Turkey may lift state of emergency after elections: Erdoğan

Turkey may lift state of emergency after elections: Erdoğan

ANKARA
Turkey may lift state of emergency after elections: Erdoğan

The state of emergency declared in the wake of the July 2016 failed coup attempt may be lifted after the June 24 elections, President Recep Tayyip Erdoğan said late June 7.

During a live broadcast on private broadcasters CNN Türk and Kanal D, Erdoğan answered the questions of Mehmet Soysal, the CEO of Demirören Media Group, and Hande Fırat, daily Hürriyet’s Ankara representative. The program, aired from the historic parliament building in Ankara, was moderated by Kanal D anchor Buket Aydın.

“God willing, we will review the state of emergency after the elections and we may lift it. We will work on it after we form a cabinet. The issue will not linger on for so long. We will take a step and move on,” Erdoğan said following a question.
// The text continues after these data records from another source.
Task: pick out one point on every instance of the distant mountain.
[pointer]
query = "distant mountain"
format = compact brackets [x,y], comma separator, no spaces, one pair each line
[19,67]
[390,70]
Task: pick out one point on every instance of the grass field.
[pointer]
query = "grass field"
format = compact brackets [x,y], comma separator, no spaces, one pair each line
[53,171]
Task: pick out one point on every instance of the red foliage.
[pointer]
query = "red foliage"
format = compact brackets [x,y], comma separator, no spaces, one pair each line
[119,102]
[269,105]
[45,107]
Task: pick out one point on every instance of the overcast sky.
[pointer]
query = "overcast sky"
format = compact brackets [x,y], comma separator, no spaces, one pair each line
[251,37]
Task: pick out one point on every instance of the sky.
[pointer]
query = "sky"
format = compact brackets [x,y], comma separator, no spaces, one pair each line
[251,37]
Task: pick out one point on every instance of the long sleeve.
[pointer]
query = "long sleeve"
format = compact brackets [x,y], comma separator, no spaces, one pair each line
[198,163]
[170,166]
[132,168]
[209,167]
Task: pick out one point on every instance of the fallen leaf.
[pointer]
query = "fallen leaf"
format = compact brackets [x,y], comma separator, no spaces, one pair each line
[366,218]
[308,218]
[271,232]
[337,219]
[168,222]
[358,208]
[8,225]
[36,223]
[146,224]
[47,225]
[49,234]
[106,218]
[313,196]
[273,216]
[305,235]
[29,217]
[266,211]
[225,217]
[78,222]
'Mahmur may be another target in Iraq'

As Turkey considers to carry out an operation in northern Iraq’s mountainous Qandil region where high-ranking members of the outlawed Kurdistan Workers’ Party (PKK) are hiding, Erdoğan said the United Nations refugee camp Mahmur in the Arbil governorate could be another target.

“I am announcing this for the first time. Mahmur is very important. If the United Nations cannot solve this problem, we will strike Mahmur,” he said, describing the camp as a “breeding ground for terrorists.”
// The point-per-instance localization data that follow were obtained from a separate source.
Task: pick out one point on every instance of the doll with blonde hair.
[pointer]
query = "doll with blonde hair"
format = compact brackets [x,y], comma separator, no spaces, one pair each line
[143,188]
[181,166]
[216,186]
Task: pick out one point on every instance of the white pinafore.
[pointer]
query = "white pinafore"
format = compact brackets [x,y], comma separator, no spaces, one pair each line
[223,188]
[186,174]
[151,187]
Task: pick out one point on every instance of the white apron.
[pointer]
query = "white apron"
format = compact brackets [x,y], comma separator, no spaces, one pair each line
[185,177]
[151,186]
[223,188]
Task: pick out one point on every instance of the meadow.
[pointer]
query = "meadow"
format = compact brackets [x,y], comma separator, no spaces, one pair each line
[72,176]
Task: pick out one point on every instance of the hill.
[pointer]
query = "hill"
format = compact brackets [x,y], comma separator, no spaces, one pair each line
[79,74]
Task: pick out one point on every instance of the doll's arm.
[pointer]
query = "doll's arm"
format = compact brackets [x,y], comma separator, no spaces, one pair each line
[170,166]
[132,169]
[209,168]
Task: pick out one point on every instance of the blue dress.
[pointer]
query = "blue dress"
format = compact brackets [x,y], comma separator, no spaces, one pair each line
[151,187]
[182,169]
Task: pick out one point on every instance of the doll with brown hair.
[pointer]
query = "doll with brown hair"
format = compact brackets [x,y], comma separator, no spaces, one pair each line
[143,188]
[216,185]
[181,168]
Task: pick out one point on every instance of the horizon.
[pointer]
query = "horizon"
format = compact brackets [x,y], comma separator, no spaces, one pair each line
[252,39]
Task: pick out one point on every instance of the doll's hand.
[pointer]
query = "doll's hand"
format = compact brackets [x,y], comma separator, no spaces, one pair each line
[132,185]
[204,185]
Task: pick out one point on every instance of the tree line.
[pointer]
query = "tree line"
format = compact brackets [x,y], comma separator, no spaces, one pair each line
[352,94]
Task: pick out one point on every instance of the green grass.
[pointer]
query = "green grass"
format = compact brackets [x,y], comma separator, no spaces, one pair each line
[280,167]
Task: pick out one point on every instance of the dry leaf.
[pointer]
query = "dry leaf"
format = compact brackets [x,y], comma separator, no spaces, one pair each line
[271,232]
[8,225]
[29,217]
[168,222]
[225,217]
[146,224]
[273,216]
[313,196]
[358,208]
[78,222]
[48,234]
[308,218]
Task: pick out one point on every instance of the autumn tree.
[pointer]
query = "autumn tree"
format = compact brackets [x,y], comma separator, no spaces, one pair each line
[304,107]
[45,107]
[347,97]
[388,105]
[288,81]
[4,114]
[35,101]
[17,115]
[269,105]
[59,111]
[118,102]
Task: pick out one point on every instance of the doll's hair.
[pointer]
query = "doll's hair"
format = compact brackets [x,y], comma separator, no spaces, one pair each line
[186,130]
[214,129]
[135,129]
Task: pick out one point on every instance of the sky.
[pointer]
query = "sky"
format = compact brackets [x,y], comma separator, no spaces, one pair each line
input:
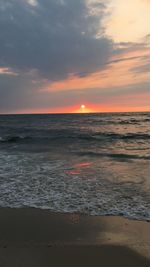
[56,55]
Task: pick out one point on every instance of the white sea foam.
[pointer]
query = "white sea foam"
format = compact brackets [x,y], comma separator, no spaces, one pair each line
[62,186]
He stressed that a military operation targeting PKK bases in Qandil and Sinjar would be launched if “Turkey is threatened and if Baghdad says it is unable to solve the problem.”
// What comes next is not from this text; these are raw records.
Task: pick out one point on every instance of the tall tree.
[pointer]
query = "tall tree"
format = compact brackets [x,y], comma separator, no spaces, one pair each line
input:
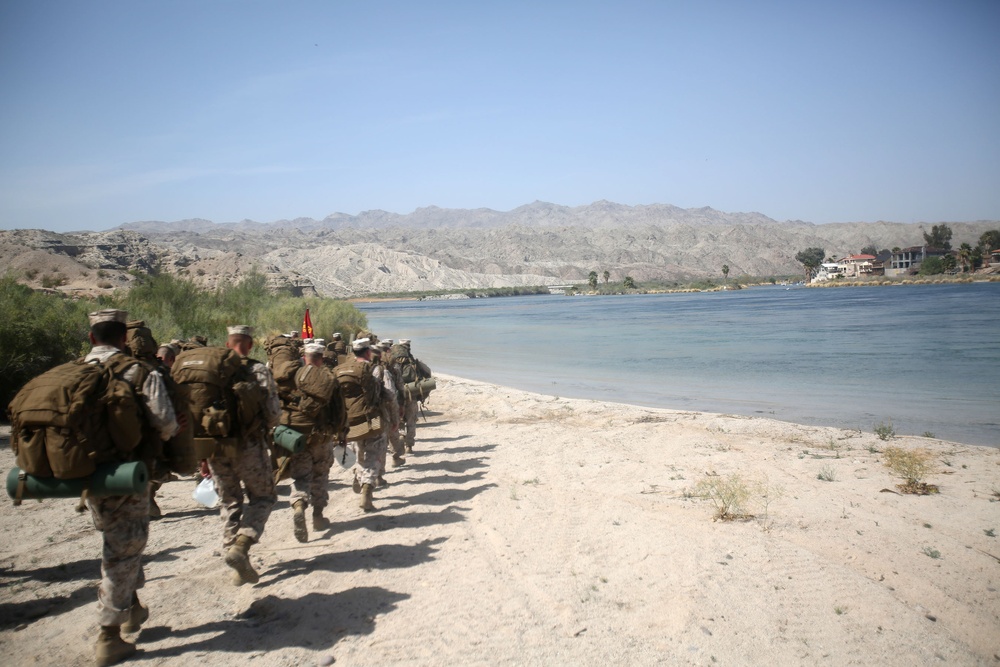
[965,256]
[940,237]
[810,258]
[989,242]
Canal Istanbul and opposition

The Turkish president slammed the opposition during the program, arguing that only his ruling Justice and Development Party (AKP) proposed “tangible plans and projects” to the electorate ahead of the elections. He pointed out Canal Istanbul as an example of such projects.

Once completed, the canal will reduce shipping traffic passing through the Bosphorus Strait, removing the risk of ships crashing into historic seafront mansions, Erdoğan said.

“It is a strategic project, it is not done for pleasure. We will also use the two sides of Canal Istanbul as a reserve area in Istanbul’s urban renewal,” he said, noting that the earthquake-prone older buildings closer to the city center would be demolished and new residences would be built near the canal for their owners.

“Does the opposition propose such projects? No, they do not speak about such things. Promising happiness and peace is not a project, it can only be a wish. They just do not explain how they would realize these wishes,” the president said, targeting Muharrem İnce, the presidential candidate from the main opposition Republican People’s Party (CHP).

Earlier on June 7, too, Erdoğan had directly taken aim at İnce, accusing him of “manipulating the electorate.”

“They say they will demolish the [presidential] palace. Your leader [Kemal Kılıçdaroğlu] used to say the same thing. Then he came to the palace willingly. You will never even have the opportunity to even come to the palace,” he said at a campaign rally in the southern province of Mersin.

Erdoğan accused the CHP of pledging to destroy “what the [ruling Justice and Development Party] has built during its 16 years in office,” adding that the opposition only aims to “return to the old Turkey.”